Nevertheless, researchers comment “that more work is needed to interpret the results, which some called “puzzling.” The statement that cell phones can cause cancer has been not confirmed. The studies failed to prove that cellphones make a major risk to develop cancer among frequent users. The main issues while conducting studies are some people may not accurately report the usage as they don’t exactly remember how often they use the cell phone (excluding speakerphone or earbuds) and it is still difficult to measure the impact of other factors that may accelerate the cancer development for excessive cell phone users.
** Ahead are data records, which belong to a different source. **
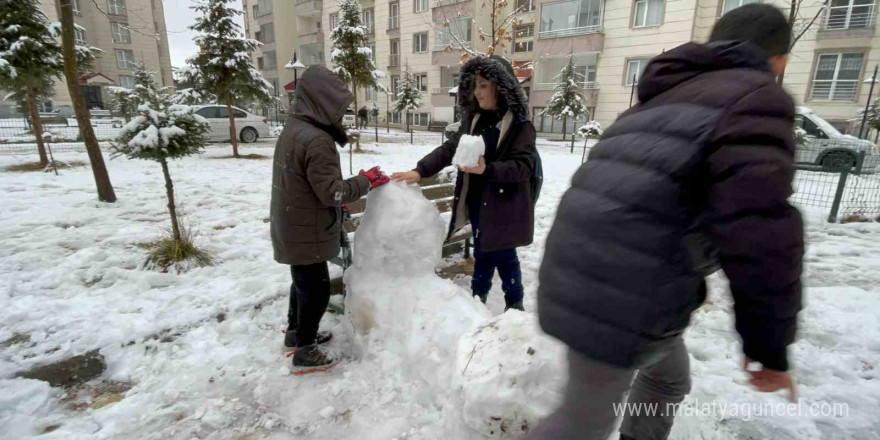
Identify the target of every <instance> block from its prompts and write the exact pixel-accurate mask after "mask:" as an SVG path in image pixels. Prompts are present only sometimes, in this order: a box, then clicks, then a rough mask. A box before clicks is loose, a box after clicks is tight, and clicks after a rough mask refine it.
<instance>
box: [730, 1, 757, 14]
mask: <svg viewBox="0 0 880 440" xmlns="http://www.w3.org/2000/svg"><path fill="white" fill-rule="evenodd" d="M749 3H758V0H724V5H723V6H722V7H721V15H724V14H726V13H728V12H730V11H732V10H734V9H736V8H738V7H740V6H742V5H747V4H749Z"/></svg>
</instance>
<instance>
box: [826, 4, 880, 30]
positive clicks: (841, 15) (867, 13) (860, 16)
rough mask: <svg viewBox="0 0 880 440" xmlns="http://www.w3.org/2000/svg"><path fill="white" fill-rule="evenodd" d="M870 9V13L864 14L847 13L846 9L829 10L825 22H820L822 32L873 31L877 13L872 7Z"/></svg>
mask: <svg viewBox="0 0 880 440" xmlns="http://www.w3.org/2000/svg"><path fill="white" fill-rule="evenodd" d="M870 9H871V12H866V13H855V12H853V13H848V12H849V11H847V9H831V10H830V11H827V12H826V15H825V20H824V21H823V22H822V30H823V31H840V30H851V29H873V28H874V24H875V23H876V16H877V13H876V11H874V7H873V6H872V7H870Z"/></svg>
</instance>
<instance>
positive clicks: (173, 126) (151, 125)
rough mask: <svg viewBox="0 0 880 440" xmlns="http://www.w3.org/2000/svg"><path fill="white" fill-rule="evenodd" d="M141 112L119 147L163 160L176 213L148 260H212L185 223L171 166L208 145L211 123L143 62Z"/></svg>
mask: <svg viewBox="0 0 880 440" xmlns="http://www.w3.org/2000/svg"><path fill="white" fill-rule="evenodd" d="M135 82H136V86H135V95H134V99H135V100H136V102H137V104H138V107H137V112H138V114H137V116H135V117H134V118H133V119H132V120H131V122H129V123H128V124H126V125H125V126H124V127H122V131H121V133H120V135H119V137H118V138H117V139H116V142H115V145H114V148H115V149H116V151H117V152H119V153H121V154H124V155H126V156H127V157H128V158H130V159H149V160H155V161H157V162H159V164H160V165H161V166H162V174H163V176H164V177H165V191H166V196H167V197H168V213H169V215H170V216H171V236H170V237H167V238H165V239H163V240H160V241H159V242H157V243H155V244H154V245H153V246H152V248H151V251H150V254H149V256H148V258H147V265H148V266H151V267H157V268H160V269H162V270H168V269H170V268H172V267H174V268H175V269H177V270H183V269H185V268H186V266H185V264H187V263H182V264H184V265H181V262H185V261H190V262H191V263H192V264H194V265H196V266H202V265H206V264H209V263H210V258H209V257H208V256H207V254H205V253H204V252H202V251H200V250H198V249H197V248H196V247H195V245H194V244H193V242H192V237H191V236H190V234H189V231H188V230H187V228H186V227H185V226H183V225H181V222H180V219H179V217H178V215H177V208H176V205H175V201H174V183H173V181H172V180H171V174H170V172H169V170H168V159H176V158H180V157H185V156H189V155H191V154H195V153H198V152H199V151H200V150H201V149H202V147H203V146H204V145H205V133H206V132H207V131H208V123H207V121H206V120H205V119H204V118H202V117H201V116H199V115H197V114H195V113H194V111H193V108H192V107H189V106H185V105H172V104H171V102H170V100H169V98H168V96H167V95H165V94H164V93H162V92H161V91H160V90H159V89H158V87H157V86H156V81H155V79H153V76H152V74H151V73H150V72H147V71H146V70H145V69H144V68H143V66H139V67H138V68H137V70H136V71H135Z"/></svg>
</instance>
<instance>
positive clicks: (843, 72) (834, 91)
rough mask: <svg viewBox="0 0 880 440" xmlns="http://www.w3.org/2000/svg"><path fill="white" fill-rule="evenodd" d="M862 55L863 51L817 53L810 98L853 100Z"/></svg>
mask: <svg viewBox="0 0 880 440" xmlns="http://www.w3.org/2000/svg"><path fill="white" fill-rule="evenodd" d="M864 57H865V54H863V53H823V54H819V60H818V62H817V63H816V73H815V75H814V76H813V87H812V91H811V93H810V99H830V100H833V101H852V100H855V99H856V92H857V91H858V89H859V76H861V73H862V62H863V61H864Z"/></svg>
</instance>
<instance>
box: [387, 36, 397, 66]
mask: <svg viewBox="0 0 880 440" xmlns="http://www.w3.org/2000/svg"><path fill="white" fill-rule="evenodd" d="M399 65H400V40H391V47H390V57H389V58H388V67H396V66H399Z"/></svg>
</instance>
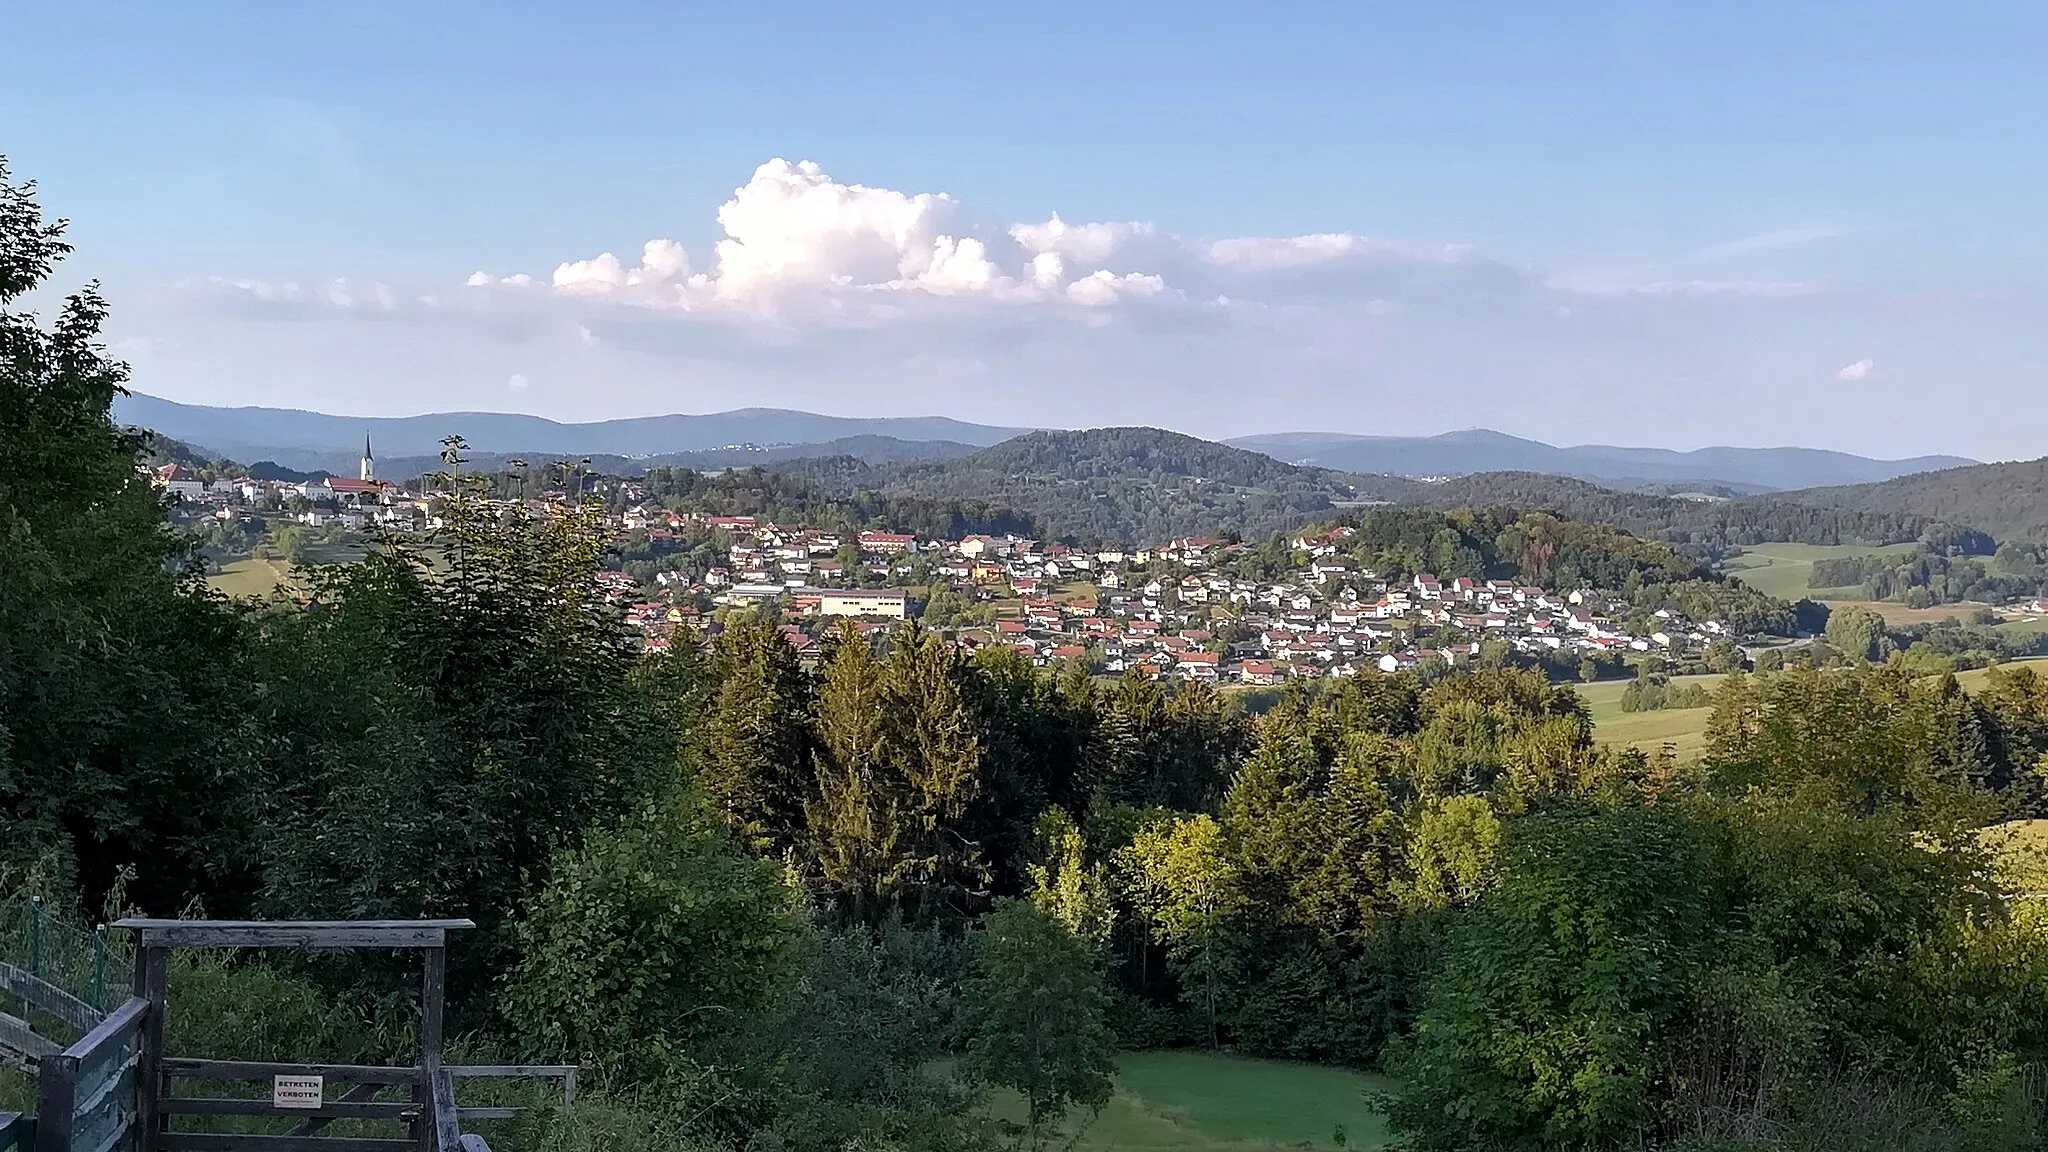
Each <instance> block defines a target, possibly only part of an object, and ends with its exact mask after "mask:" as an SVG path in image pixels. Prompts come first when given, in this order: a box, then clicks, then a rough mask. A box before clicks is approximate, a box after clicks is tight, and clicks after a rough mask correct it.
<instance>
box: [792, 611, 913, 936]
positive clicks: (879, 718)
mask: <svg viewBox="0 0 2048 1152" xmlns="http://www.w3.org/2000/svg"><path fill="white" fill-rule="evenodd" d="M883 689H885V685H883V666H881V662H879V660H877V658H874V648H872V646H870V644H868V637H866V635H862V633H860V631H858V629H856V627H854V625H852V623H844V625H842V627H840V635H838V644H836V646H834V652H831V660H829V662H827V664H825V676H823V685H821V687H819V695H817V748H815V752H813V754H815V773H817V785H815V787H817V791H815V795H813V797H811V799H809V801H807V804H805V822H807V826H809V832H811V851H813V863H815V867H817V877H819V881H821V883H823V886H825V890H827V892H829V896H831V898H834V902H838V904H840V906H842V910H844V912H846V914H850V916H852V918H854V920H860V922H870V924H872V922H877V920H879V918H881V916H883V912H885V908H887V906H889V902H891V900H893V898H895V892H897V888H899V886H901V883H903V879H905V877H907V871H909V859H907V855H905V845H903V791H905V789H903V783H901V779H899V777H897V773H895V771H893V769H891V765H889V748H887V746H885V736H887V730H885V717H883V695H885V691H883Z"/></svg>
As research results require accurate findings, the scientists moved their experiments to rodents. In these experiments, the scientists “expose mice or rats to known doses of radiation that are equivalent to what people get from their cell phones.” Based on the latest research released by the National Institute of Environmental Health Sciences, the scientists found that 2% to 3% of irradiated male rats developed brain tumors, and 2% to 7% of irradiated rats developed heart tumors. It is interesting that the female population is less impacted to radiation waves and it composed 1% of developed brain tumors and 2% of heart tumors of the total population of the tested species. According to John R. Bucher, associate director of the National Toxicology Program tumors were of types similar to those in other research that found radiofrequency from cell phones is a possible carcinogen.
The WHO/International Agency for Research on Cancer (IARC) has classified radiofrequency electromagnetic fields as “possibly carcinogenic to humans” and associates it with wireless phone use. In May 2011, a Working Group of 31 scientists from 14 countries met in France to assess the potential carcinogenic hazard from exposure to radiofrequency electromagnetic fields emitted by wireless communication devices, microwaves, radio, and television signals. The Working Group made a conclusion that “the evidence, while still accumulating, is strong enough to support a conclusion and the 2B classification (carcinogenic to human)”. It means that a risk of hazard exposure emitted from the cell phones exists to cause cancer, and therefore, additional observations are required.